I feel like death. Did you die last night?
Nope. Ready for round 2. Fiesta!
unreal. Greatest comeback since Jesus
Your date looks like the Cloverfield monster. good luck.
Yes because finding a guy to give head to is pretty difficult.
I mean not really
Obviously that's why it was a joke you are so stupid it's impossible.
I may be a little high but I'm pretty sure my alphabet soup has only Os in it
We call that spaghetti Os
He was really drunk and I dared him to jump the swimming pool on his bike. Sadly he couldn't. Hey did you know a testicle can burst?
you made your own hammock out of a towel and duct tape.
I have been running off of weed, alcohol, and Mexican food. What is Tallahassee.
I'm pretty sure we put the facepaint on during whippets
Omg considering I am covered in cake and probably cocaine that is the greatest news I have ever heard
Just think, this time last Cinco de Mayo you were holding me up and finding me passed out in the yard of that house.

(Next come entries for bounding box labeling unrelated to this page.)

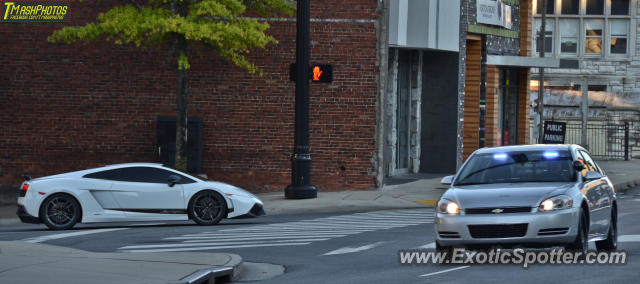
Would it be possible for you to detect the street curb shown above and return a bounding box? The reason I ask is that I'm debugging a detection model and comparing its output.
[0,218,22,226]
[613,179,640,193]
[169,254,244,284]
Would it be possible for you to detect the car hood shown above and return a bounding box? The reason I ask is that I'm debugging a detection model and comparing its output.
[442,182,574,209]
[204,181,259,200]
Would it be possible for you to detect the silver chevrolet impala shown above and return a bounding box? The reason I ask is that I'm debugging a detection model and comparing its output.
[435,145,617,252]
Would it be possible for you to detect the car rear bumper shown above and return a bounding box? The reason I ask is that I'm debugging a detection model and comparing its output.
[16,205,42,224]
[435,208,580,246]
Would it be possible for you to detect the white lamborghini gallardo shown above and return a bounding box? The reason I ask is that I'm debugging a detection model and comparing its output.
[17,163,265,230]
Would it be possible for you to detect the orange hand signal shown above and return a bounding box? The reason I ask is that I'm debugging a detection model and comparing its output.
[313,66,322,81]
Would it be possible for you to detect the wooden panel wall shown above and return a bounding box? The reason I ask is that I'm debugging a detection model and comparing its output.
[462,40,482,160]
[485,66,502,147]
[518,68,531,144]
[518,0,533,144]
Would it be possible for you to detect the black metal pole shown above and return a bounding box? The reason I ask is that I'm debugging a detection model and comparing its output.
[284,0,318,199]
[624,121,629,161]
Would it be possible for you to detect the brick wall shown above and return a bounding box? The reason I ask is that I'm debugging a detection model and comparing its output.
[0,0,377,192]
[462,40,482,160]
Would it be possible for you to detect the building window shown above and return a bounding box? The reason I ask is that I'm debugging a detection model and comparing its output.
[586,0,604,15]
[611,0,629,16]
[535,0,556,15]
[584,20,604,55]
[609,20,629,55]
[535,19,555,56]
[532,0,636,57]
[560,0,580,15]
[559,19,580,55]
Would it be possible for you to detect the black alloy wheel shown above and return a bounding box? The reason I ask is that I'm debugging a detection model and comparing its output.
[189,190,227,225]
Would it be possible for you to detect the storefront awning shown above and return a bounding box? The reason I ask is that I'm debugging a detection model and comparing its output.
[487,55,580,69]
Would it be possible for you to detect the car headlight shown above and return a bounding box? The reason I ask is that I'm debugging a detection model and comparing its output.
[538,195,573,211]
[437,199,460,215]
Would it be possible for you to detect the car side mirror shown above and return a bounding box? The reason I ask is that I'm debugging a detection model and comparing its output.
[573,161,584,172]
[168,175,180,187]
[584,171,602,181]
[440,176,453,185]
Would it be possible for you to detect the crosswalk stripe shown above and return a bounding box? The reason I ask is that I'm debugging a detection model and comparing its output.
[123,242,310,253]
[119,209,435,254]
[618,235,640,243]
[120,238,328,250]
[183,229,369,238]
[164,231,359,240]
[180,234,350,243]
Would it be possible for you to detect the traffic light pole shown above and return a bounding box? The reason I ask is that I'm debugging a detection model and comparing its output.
[284,0,318,199]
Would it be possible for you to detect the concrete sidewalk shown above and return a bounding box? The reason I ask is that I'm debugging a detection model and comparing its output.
[0,242,242,284]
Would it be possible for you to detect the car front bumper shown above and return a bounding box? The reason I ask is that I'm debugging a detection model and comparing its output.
[435,208,580,246]
[16,205,42,224]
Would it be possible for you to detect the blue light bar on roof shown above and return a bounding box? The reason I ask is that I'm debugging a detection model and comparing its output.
[542,151,560,159]
[493,153,509,161]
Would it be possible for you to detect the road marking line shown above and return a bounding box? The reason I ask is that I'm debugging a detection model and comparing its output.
[618,235,640,242]
[413,200,438,206]
[23,228,128,243]
[417,243,436,249]
[420,265,469,277]
[118,238,329,250]
[323,242,384,255]
[131,223,167,227]
[123,242,310,252]
[180,234,347,243]
[182,229,370,238]
[172,231,368,240]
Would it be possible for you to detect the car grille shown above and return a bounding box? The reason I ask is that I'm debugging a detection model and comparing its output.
[468,224,528,239]
[438,231,460,239]
[464,207,531,214]
[538,228,569,236]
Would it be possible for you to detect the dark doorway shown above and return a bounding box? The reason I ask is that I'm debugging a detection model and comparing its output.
[396,50,412,173]
[158,116,203,174]
[498,69,520,146]
[420,51,459,173]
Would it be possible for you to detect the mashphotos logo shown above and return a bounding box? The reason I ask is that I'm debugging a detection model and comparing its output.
[0,1,71,22]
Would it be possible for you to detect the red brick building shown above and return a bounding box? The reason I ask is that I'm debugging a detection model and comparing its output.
[0,0,380,191]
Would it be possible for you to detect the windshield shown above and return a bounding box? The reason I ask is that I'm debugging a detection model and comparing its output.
[165,166,209,181]
[454,151,576,186]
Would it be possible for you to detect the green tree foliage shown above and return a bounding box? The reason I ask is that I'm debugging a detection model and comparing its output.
[48,0,293,73]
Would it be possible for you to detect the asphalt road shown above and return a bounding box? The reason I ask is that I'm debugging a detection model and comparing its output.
[0,188,640,284]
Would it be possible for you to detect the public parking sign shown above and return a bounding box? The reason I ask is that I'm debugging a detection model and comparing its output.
[542,121,567,144]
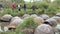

In order to see him, he made me facetime with his penis, which he had drawn a smile face on. Getting laid shouldn't be this difficult.
Gonna play a drinking game called drink til I feel my emotions. The things I do so I can be a therapist
At least I got steroids and a baguette out of the deal
the staff put glowsticks in the urinals of the porta-pottys last night and honestly drunk me has never been more grateful for anything in his life
Who’s got two thumbs and just got laid in the administration building?